We're currently storing user-uploaded files on our ColdFusion server, and the disk usage is getting out of hand. Given the easy integration we would like to move these files off onto S3 and just allows the users to access the files directly from there, but how to handle permissions is a little unclear to me.
Once I upload a file I can use CF to set the ACL for the file or bucket. However, to create that ACL struct I'll need a list of the users who can be allowed access. Older documentation lists that users can be specified by email address, but a new piece of documentation I found states
You cannot use an email address to specify a grantee for any AWS Region that was created after 12/8/2014
which indicates email lookups are becoming legacy. That same doc provides instructions for looking up my own canonical user ID, or the canonical user ID for another account by reading existing ACLs, but I have no other ACLs to reference.
Assuming I have only a user's first/last name and email, provided to my system during their registration, how can I find their canonical user ID to assign them read access to my S3 bucket? Or in this situation is it possible to generate a one-time-use access key that I can hand off to users before forwarding them to the s3 file?
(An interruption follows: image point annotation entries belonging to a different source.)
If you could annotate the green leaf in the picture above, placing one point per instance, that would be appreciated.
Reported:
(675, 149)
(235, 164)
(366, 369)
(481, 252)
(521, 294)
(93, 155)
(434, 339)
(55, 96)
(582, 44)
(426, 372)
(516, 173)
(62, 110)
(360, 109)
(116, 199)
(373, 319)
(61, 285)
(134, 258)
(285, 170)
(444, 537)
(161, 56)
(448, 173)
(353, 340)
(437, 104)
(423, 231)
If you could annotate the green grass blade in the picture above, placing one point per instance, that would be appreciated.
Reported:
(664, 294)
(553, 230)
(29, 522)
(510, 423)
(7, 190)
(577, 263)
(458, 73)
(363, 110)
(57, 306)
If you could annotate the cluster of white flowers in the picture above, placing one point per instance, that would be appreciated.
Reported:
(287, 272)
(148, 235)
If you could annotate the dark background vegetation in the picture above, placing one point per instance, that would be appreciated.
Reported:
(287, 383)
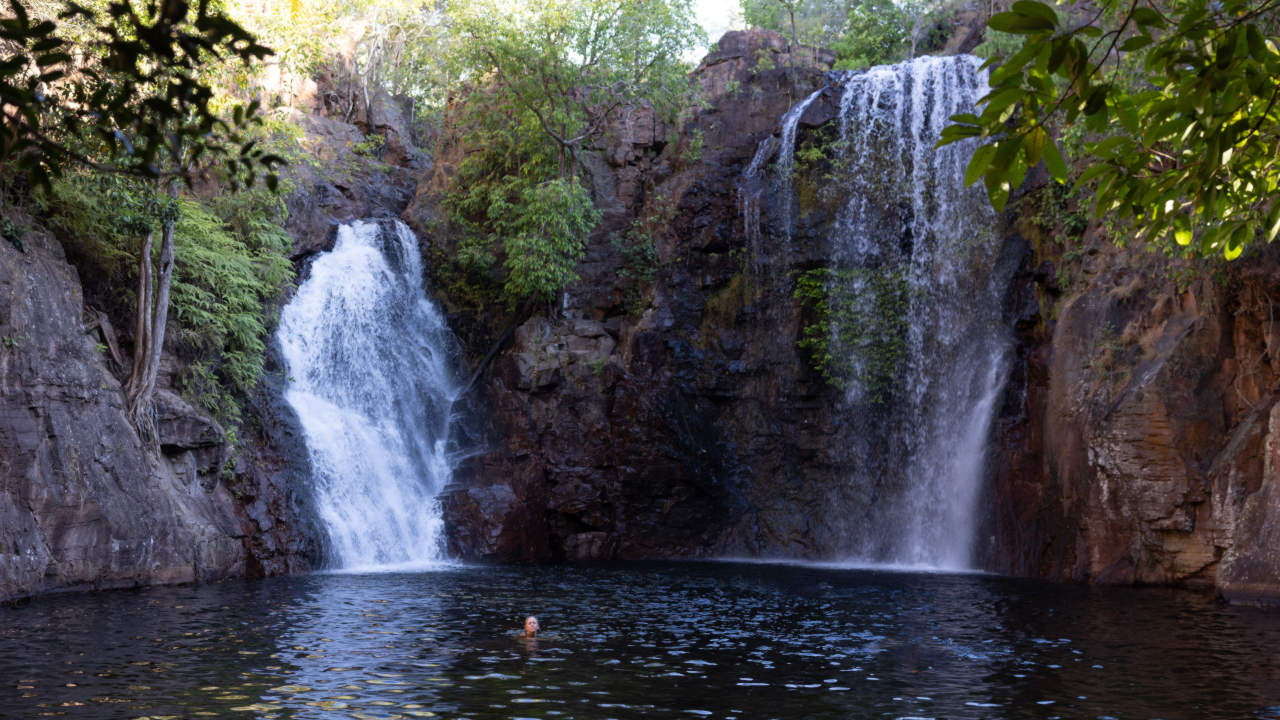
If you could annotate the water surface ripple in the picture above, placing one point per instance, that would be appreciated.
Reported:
(662, 639)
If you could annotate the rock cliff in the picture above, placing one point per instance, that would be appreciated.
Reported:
(1138, 442)
(83, 502)
(672, 417)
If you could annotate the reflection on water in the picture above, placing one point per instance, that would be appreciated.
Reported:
(690, 639)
You have two basic options here, both of which require you to get to know, love, and hate IAM.
Your application can handle all requests to S3 and your application must know that person X is authorized to access file Q. Your application handles all the authorization, and makes requests to S3 to add/retrieve/delete files as needed. You'd want to make the bucket not world-readable, to protect the individual files in the bucket. Any request to any file in the bucket would have to be made through CF, rather than directly to the bucket itself.
You create IAM accounts for all individuals who need to store files on S3. You then pass that individual's IAM credentials in a request to S3 and S3 validates that the provided credentials do indeed have access to the files on S3. You use those same IAM credentials when adding the file to say "hey, only this person with these IAM credentials can access this file" -- effectively supplying the IAM account information in the ACL.
I'd suggest letting your application handle the access control, rather than trying to create IAM accounts for every one of your users. The main reason to have individual IAM accounts for all users is if multiple applications will use the same S3 buckets.
You mention one-time access keys, but that service (Simple Token Service, or STS) is really for virtual machine instances in EC2 to get a temporary token to access other AWS services, as needed (particularly during startup). It's not designed for individual applications outside AWS to provide one-time access to AWS services.
In both cases, you will also have to sign your requests. There are a number of S3-related CFCs out there, but none of them can handle the current Signature v4 signing process. You will need to use the AWS SDK for Java to do this. It's not hard, but it means you have to tap into the .jar files for the SDK for signing requests. I have examples of using the AWS SDK for Java in CF in my sample AWS PlayBox CF application.